Reino Unido sancionará con hasta dos años de cárcel a quienes hagan fotos debajo de las faldas

La nueva Ley de Voyeurismo entrará en vigor en abril, tras ser aprobada por el Parlamento británico

Corresponsal en LondresActualizado:

Gina Martin consiguió trabajo como asistente y miembro del staff del conocido British Festival de música que se celebra cada año en verano en el parque londinense de Hyde Park pero su experiencia no fue nada buena ya que un hombre, durante el concierto de la banda británica The Killers, puso un teléfono sobre sus piernas y tomó una fotografía debajo de su falda. Algo, el conocido como «upskirting» (hacer una foto bajo la ropa de otra persona sin su conocimiento, con la intención de ver sus genitales o trasero con o sin ropa interior) en Reino Unido que no era delito hasta ahora en Inglaterra y Gales, pero sí en Escocia.

La nueva Ley de Voyeurismo, impulsada por el Ejecutivo, impondrá sanciones, cuando esta entre en vigor a partir del mes de abril, que podrían conllevar hasta cárcel de dos años a aquellos que cometan esta falta que hasta ahora no estaba tipificada penalmente pero que se llevan denunciando desde hace años.

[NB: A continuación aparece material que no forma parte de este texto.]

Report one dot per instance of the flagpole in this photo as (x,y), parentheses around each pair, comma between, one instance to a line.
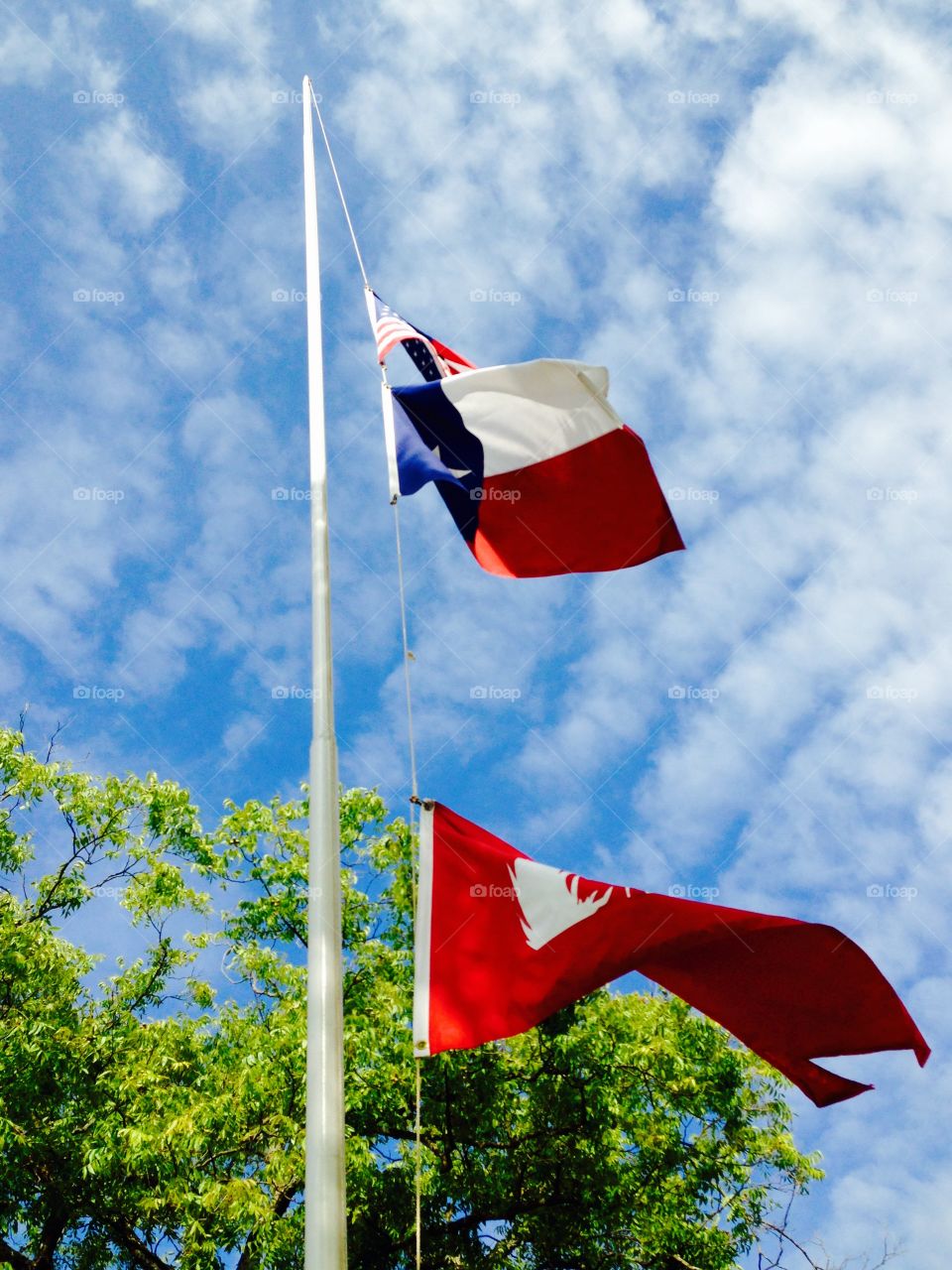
(325,1197)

Esta práctica solo podía ser denunciada hasta ahora por un testigo y fue aprobada ayer por el Parlamento británico tras una intensa campaña orquestada por la propia Martin desde lo ocurrido ese verano de 2017. Explica esta mujer que fue a denunciarlo ante la policía pero que las autoridades le explicaron que no era delito, lo que le hizo publicarlo en Internet, donde se hizo viral y tras una campaña de difusión llegó hasta la esfera política. Sin embargo, tal fue la controversia que se generó que hasta la propia Theresa May se involucró en su aprobación el pasado verano. La primera ministra británica se mostró apenada porque el primer intento de aprobarse en el Parlamento fracasó por culpa de un diputado de su propio partido, el conservador. May, entonces, se comprometió a que el Gobierno respaldaría el proyecto de ley.

La policía ya había alertado de que las denuncias se habían incrementado en los últimos años y, por ejemplo, argumentó un aumento de los informes en el transporte público. La nueva ley penalizará los casos en que el propósito de la conducta es obtener gratificación sexual, o causar humillación, angustia o alarma. Además «cualquier persona, y de cualquier género, puede ser víctima y este comportamiento es totalmente inaceptable» dice la nueva ley.

Martin mostró su felicidad por el proceso y aseguró que las mujeres estarían «finalmente protegidas» ante esta práctica. Según un informe de la Asociación de la Prensa de Reino Unido, elaborado a partir de datos obtenidos por el Acta de Libertad de Información, de los 78 casos de «upskirting» denunciados en 2018, solo 11 acabaron en condenas.